Thursday, September 16, 2010

The Word of God



Thomas M. Disch
The Word of God

Tachyon Publications, 2008

Reviewing the book written by God through normal review standards is something not quite right and comfortable. And fearful - all written God may deem blasphemous, on the one hand, and on the other - What to fear of if God who wrote a book is not worshiped and prayed by you? Disch, like any creator who creates his own world with his commandments, found such a comparison is quite appropriate for a literary game.
This novella can be read as a satirical statement about religion, but it's better to read like quite inventive memoir. Now, when Disch is no longer alive, the book looks like a logical final of writing career. Here is the places about the thoughts on suicide, and Disch-poet (in a book published a few poems), and the plans for the future, and Philip Dick, and the youth of the writer, and his old age, and on creativity, in the end ends.

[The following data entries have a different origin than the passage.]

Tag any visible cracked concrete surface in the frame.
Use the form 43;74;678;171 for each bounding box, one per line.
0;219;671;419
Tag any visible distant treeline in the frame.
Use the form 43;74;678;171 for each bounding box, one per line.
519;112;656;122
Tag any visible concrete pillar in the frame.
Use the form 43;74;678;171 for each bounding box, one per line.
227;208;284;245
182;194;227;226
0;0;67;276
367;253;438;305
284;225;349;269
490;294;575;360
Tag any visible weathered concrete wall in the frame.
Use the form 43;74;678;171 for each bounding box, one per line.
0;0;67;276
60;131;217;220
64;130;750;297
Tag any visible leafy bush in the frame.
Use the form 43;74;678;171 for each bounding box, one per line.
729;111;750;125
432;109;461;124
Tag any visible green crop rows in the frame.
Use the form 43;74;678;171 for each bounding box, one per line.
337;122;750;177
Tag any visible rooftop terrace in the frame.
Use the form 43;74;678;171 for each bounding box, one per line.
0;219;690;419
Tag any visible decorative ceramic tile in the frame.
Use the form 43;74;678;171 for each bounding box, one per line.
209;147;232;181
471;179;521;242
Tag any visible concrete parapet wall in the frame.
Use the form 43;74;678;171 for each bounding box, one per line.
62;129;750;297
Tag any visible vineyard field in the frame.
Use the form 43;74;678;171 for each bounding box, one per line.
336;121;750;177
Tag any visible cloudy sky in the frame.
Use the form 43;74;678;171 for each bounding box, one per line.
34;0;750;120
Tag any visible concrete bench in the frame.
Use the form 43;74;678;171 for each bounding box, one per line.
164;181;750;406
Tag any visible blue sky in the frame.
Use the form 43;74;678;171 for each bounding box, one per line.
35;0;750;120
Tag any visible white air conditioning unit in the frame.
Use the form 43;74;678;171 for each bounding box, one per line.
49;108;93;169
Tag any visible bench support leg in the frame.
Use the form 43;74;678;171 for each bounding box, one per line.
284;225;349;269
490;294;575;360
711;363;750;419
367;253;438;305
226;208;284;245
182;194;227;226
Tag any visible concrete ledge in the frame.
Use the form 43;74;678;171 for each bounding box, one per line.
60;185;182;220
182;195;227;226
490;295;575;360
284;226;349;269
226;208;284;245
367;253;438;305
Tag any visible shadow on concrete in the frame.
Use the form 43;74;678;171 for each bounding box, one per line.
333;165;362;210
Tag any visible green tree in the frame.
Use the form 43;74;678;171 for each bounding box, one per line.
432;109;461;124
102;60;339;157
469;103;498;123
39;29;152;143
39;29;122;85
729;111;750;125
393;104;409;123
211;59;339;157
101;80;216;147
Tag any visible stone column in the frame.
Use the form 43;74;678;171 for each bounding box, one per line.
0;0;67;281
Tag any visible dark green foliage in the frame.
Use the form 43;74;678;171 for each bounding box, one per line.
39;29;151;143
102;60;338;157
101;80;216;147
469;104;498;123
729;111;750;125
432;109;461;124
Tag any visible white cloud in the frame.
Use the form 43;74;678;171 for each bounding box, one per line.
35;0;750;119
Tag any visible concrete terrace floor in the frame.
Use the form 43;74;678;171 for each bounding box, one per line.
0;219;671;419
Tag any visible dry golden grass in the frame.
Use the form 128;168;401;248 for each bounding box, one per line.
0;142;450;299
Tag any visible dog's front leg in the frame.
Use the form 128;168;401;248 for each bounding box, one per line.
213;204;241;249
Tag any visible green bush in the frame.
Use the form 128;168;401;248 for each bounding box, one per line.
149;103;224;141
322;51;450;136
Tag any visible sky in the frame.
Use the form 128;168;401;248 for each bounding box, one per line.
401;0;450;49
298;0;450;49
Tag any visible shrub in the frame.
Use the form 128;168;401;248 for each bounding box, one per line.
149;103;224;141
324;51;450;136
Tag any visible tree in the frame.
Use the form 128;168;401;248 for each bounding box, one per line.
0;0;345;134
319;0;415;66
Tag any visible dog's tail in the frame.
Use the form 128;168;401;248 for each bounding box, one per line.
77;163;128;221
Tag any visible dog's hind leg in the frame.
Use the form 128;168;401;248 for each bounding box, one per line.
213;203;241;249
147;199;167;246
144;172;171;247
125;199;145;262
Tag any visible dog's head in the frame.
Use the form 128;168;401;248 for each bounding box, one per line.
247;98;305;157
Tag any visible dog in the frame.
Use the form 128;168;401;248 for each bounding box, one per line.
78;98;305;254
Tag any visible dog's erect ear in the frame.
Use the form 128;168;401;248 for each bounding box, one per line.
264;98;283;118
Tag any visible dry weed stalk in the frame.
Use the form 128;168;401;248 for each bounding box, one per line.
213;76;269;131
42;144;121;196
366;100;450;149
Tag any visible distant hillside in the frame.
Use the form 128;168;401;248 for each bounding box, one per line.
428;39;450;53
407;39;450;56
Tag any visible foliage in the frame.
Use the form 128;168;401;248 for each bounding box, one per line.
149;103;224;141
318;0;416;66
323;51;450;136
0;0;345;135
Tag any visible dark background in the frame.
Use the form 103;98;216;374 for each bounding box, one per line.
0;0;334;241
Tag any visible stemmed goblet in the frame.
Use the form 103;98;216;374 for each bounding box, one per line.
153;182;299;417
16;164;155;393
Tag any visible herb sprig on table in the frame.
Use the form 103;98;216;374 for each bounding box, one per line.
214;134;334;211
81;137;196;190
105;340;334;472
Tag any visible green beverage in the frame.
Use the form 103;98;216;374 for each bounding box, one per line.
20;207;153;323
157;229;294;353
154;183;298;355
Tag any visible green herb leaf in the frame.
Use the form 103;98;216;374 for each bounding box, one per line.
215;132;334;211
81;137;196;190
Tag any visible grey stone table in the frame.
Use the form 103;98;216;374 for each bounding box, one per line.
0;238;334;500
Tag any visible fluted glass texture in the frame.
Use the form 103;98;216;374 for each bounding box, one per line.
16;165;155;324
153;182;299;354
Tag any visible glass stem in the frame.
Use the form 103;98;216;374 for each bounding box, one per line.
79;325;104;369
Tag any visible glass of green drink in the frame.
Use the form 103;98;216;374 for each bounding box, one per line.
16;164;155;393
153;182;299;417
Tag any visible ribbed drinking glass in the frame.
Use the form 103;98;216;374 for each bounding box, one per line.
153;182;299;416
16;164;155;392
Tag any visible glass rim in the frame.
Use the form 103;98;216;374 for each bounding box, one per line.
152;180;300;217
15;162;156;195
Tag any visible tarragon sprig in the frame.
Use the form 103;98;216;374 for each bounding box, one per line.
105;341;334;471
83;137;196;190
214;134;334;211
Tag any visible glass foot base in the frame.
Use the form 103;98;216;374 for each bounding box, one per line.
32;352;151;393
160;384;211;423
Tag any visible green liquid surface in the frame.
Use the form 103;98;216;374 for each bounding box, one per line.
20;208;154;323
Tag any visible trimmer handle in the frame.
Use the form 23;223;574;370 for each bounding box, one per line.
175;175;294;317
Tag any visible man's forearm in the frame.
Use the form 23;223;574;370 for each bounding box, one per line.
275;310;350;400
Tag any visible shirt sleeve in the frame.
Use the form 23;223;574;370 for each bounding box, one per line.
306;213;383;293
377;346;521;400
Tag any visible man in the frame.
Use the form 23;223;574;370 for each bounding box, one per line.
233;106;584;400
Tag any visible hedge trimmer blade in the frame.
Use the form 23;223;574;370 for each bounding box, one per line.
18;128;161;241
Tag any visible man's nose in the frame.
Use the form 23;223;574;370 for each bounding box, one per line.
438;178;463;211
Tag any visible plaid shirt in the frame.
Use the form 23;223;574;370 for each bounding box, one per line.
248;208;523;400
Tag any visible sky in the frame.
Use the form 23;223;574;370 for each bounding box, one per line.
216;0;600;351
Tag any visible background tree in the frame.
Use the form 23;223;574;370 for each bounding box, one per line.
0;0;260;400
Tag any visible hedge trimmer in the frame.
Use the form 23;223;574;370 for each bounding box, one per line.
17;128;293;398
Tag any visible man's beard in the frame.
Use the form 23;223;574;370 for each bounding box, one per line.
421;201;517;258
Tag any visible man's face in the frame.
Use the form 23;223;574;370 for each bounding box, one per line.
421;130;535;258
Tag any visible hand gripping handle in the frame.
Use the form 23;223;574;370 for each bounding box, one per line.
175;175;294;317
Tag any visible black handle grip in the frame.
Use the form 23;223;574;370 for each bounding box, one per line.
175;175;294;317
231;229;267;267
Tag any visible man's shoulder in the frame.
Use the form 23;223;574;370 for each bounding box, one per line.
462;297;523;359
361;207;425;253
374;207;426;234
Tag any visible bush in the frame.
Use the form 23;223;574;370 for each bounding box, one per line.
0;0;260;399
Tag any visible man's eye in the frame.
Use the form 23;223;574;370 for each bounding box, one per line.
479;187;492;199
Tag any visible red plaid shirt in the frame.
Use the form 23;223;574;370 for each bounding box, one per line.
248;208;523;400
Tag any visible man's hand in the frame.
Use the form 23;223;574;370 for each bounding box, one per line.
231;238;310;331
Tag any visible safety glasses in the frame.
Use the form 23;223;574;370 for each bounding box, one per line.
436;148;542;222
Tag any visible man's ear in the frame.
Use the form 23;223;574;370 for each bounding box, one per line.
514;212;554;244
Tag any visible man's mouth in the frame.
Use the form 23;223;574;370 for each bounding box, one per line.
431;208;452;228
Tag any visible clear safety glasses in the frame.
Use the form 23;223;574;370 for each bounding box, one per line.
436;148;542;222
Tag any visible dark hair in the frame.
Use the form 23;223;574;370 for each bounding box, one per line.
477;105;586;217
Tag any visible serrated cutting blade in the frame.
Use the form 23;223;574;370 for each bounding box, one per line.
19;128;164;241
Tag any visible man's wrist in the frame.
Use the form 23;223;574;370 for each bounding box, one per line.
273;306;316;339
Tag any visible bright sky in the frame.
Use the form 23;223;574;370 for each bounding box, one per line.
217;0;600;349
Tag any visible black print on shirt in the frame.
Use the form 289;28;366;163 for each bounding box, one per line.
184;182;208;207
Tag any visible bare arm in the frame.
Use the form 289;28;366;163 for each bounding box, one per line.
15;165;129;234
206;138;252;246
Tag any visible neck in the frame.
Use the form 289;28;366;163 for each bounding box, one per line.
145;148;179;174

This is quite unevenly written book (sometimes the author forgets where he starts), but it has things for which we read books, including those ones that are not written by gods but by men: fear, hope, love, death, despair, sadness. In the text of the book Disch puts some short stories that make up a coherent story about Disch itself, his mother, Philip Dick, Thomas Mann, 39th year, and of course, this is all science fiction that Dish wrote all his life.
And if at the beginning of reading this book, we still doubt whether the author is God, then at the end we don’t anymore. Now it seems clear: God is.